[llvm] [LoopVectorizer] Add support for partial reductions (PR #92418)

Wed Sep 18 08:08:41 PDT 2024

================
@@ -6871,6 +6974,18 @@ void LoopVectorizationCostModel::collectValuesToIgnore() {
     const SmallVectorImpl<Instruction *> &Casts = IndDes.getCastInsts();
     VecValuesToIgnore.insert(Casts.begin(), Casts.end());
   }
+
+  // Ignore any values that we know will be flattened
+  for (auto It : getPartialReductionChains()) {
+    PartialReductionChain Chain = It.second;
+    SmallVector<Value *> PartialReductionValues{Chain.Reduction, Chain.BinOp,
+                                                Chain.ExtendA, Chain.ExtendB,
+                                                Chain.Accumulator};
+    ValuesToIgnore.insert(PartialReductionValues.begin(),
+                          PartialReductionValues.end());
+    VecValuesToIgnore.insert(PartialReductionValues.begin(),
----------------
huntergr-arm wrote:

NEON uses a VF of 16 because we do return true for `shouldMaximizeVectorBandwidth()` when the register type is fixed length vectors. It doesn't lower to a dot product because we're looking for the partial reduction intrinsic, which isn't being emitted yet.
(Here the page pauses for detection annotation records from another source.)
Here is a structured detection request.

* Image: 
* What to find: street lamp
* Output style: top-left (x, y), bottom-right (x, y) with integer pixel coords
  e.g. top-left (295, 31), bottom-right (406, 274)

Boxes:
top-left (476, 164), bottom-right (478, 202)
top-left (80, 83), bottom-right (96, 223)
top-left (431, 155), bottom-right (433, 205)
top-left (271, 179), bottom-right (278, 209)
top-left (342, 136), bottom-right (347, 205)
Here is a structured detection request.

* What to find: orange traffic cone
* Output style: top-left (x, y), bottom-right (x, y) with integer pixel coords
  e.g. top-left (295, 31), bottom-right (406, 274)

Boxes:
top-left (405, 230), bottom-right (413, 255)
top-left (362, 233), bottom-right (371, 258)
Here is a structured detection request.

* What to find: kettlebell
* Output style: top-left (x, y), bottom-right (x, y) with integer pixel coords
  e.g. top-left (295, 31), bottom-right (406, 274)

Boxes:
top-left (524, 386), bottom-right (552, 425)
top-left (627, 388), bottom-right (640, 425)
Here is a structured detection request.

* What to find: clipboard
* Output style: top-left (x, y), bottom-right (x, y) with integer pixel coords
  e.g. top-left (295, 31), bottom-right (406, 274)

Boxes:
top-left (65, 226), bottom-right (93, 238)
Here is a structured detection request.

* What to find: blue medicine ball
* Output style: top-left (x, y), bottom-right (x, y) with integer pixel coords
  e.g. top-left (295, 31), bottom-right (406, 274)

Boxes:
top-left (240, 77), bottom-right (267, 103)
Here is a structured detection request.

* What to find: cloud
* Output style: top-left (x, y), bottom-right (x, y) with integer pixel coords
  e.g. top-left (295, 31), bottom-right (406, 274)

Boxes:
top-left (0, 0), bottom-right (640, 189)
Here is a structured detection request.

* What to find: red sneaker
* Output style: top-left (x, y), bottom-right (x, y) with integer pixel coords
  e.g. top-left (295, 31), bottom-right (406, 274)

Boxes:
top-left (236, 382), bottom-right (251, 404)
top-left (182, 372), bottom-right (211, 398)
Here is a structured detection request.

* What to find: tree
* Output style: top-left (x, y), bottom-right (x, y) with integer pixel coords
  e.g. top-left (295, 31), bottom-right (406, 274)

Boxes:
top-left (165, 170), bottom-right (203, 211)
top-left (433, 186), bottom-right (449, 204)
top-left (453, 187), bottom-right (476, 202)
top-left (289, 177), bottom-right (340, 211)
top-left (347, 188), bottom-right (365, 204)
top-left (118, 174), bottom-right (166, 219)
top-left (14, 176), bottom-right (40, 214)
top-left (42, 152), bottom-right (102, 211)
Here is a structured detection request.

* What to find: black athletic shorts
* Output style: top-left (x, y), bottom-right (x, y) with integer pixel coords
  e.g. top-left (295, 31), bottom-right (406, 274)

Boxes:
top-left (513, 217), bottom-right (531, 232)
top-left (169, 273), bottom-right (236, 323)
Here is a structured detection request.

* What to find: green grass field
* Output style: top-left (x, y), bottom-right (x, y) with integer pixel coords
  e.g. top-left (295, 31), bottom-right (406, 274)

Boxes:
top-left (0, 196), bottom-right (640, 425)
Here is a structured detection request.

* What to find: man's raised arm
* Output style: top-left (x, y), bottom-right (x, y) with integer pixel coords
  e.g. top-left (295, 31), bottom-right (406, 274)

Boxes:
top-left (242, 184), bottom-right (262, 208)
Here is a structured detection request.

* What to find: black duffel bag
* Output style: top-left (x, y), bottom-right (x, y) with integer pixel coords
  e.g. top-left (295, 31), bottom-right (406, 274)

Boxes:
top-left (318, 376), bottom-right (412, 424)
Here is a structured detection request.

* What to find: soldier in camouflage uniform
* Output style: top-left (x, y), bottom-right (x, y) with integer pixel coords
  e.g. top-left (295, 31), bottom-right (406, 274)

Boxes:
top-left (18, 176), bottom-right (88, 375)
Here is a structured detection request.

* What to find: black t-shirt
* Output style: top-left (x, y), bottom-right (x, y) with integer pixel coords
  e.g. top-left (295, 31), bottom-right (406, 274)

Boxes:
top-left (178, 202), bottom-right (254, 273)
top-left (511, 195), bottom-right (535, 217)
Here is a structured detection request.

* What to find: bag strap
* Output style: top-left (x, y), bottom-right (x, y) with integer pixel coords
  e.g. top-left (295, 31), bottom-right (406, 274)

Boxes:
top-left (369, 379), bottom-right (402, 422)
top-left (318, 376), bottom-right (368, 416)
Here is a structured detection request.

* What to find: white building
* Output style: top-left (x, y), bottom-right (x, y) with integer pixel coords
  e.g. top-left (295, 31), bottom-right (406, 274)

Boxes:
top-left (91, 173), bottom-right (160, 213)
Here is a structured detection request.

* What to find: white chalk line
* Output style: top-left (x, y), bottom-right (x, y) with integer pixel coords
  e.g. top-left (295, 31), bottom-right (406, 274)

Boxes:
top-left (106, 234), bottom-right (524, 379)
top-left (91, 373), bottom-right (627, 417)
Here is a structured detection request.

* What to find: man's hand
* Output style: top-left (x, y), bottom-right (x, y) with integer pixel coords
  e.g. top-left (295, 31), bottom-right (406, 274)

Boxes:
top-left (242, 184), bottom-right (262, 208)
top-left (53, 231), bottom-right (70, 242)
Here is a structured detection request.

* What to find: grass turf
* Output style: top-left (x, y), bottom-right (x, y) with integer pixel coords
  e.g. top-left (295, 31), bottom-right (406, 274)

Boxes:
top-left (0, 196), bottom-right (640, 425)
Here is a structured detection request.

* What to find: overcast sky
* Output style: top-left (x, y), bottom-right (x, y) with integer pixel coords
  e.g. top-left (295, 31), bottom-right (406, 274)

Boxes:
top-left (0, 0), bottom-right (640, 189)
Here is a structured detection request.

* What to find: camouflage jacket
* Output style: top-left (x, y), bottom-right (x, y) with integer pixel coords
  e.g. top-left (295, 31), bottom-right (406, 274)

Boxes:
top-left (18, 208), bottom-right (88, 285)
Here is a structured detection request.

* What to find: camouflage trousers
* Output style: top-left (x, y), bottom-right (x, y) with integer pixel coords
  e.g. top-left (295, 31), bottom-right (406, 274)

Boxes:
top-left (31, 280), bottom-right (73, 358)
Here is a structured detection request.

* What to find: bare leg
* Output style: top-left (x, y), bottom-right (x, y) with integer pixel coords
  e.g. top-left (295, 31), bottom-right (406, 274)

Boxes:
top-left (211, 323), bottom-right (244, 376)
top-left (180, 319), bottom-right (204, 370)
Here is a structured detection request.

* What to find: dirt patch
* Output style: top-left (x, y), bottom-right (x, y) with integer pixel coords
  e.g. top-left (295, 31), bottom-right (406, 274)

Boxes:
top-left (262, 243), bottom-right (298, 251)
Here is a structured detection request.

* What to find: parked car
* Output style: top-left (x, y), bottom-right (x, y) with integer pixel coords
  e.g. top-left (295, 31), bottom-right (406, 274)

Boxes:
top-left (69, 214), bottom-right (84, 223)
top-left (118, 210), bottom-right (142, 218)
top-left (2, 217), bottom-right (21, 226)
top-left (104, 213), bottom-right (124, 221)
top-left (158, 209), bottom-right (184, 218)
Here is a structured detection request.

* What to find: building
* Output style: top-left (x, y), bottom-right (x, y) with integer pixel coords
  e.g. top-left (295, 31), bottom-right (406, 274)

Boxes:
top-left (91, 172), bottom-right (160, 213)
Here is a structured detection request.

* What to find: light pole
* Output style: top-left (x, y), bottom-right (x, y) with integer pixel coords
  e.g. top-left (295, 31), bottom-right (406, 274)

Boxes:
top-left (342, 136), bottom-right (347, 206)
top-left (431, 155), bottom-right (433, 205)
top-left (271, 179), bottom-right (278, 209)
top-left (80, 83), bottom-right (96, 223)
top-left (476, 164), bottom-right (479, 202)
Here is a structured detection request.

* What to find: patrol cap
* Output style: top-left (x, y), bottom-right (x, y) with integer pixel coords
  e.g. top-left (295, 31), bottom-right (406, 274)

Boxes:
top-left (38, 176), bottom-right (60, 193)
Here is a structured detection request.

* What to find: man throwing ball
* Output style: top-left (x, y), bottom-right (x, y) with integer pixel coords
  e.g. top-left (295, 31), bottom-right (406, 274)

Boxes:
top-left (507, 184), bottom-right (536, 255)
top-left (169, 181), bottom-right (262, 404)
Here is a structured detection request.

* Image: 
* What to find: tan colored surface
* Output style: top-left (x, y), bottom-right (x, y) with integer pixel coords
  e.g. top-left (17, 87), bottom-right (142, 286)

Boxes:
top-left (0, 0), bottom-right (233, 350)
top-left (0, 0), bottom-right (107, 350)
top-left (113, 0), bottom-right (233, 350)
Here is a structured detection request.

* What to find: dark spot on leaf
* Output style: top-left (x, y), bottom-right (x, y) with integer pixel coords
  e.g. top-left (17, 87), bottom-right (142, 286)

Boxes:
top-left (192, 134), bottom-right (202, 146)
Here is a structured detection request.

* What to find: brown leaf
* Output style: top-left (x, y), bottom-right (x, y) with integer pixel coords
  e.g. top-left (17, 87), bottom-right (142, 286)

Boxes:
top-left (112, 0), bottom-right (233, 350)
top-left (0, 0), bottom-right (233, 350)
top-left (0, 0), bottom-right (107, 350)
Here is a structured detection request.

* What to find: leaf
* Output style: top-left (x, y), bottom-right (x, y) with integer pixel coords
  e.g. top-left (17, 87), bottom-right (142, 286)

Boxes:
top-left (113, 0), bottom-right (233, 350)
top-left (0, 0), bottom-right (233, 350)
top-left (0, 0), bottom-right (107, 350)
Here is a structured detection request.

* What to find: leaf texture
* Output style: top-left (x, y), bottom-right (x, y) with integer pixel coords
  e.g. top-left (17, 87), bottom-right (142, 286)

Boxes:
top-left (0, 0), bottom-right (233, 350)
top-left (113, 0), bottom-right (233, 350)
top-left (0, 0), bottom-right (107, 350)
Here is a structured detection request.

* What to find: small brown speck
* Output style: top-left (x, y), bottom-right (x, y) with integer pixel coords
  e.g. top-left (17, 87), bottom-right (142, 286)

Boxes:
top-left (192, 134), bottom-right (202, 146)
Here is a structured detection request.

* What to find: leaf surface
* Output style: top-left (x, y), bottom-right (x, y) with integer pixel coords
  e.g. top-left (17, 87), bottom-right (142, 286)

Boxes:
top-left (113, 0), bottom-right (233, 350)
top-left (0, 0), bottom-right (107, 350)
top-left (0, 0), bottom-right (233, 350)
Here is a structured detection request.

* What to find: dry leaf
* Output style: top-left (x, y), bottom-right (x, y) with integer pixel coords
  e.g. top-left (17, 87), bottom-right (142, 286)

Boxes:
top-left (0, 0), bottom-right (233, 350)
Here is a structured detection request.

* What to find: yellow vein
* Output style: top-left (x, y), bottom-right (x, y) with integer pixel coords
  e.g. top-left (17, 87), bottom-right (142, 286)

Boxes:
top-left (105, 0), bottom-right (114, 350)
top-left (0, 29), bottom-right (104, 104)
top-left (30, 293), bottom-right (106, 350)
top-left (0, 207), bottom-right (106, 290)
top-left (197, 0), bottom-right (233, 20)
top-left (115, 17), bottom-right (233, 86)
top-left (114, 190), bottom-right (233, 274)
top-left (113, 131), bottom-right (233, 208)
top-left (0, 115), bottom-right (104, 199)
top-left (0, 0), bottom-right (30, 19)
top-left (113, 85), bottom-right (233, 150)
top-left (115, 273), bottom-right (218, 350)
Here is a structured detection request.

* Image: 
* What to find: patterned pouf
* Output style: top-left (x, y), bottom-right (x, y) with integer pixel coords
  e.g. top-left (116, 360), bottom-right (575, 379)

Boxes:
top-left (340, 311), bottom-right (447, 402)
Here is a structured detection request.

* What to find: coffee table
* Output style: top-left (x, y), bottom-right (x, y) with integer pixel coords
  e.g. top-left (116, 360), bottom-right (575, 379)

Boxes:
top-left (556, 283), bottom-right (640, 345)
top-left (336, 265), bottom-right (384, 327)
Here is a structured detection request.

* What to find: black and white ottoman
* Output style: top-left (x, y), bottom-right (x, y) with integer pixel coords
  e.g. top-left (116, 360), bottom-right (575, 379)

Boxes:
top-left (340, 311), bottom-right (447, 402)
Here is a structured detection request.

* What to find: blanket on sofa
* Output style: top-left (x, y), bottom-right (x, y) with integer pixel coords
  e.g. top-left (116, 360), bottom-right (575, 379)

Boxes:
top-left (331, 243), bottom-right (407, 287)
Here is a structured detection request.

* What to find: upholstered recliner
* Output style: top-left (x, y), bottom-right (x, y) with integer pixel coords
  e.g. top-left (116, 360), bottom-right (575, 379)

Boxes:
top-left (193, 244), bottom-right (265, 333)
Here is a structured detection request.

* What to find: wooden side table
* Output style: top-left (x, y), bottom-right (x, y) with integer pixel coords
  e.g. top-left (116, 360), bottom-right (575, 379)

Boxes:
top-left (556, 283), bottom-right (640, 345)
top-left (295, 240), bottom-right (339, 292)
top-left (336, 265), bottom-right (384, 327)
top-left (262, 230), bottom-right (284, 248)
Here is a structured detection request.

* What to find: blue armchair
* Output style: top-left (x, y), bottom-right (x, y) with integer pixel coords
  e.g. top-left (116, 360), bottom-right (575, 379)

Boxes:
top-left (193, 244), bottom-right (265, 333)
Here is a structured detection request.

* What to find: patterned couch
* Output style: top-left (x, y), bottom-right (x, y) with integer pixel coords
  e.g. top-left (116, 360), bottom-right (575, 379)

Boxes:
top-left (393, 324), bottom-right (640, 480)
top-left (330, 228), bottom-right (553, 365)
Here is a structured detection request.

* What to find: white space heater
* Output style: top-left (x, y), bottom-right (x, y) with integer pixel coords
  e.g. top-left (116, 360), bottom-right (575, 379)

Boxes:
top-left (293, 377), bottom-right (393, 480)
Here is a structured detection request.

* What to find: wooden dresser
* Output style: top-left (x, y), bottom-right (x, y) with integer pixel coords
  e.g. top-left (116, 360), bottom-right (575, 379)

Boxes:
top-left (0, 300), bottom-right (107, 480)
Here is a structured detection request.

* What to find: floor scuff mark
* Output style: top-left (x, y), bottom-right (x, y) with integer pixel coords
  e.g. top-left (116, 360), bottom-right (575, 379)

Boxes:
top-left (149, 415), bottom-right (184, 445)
I wonder if (for now) we can try always maximizing the bandwidth if there's an add reduction in the loop and the target supports partial reductions, then deal with detecting the specifics during vplan construction/transformation.

I didn't see any major swings in spec2K17 performance when enabling max vector bandwidth for SVE, but there might be a build failure in one benchmark since it didn't run with that change in. I'll take a closer look.

https://github.com/llvm/llvm-project/pull/92418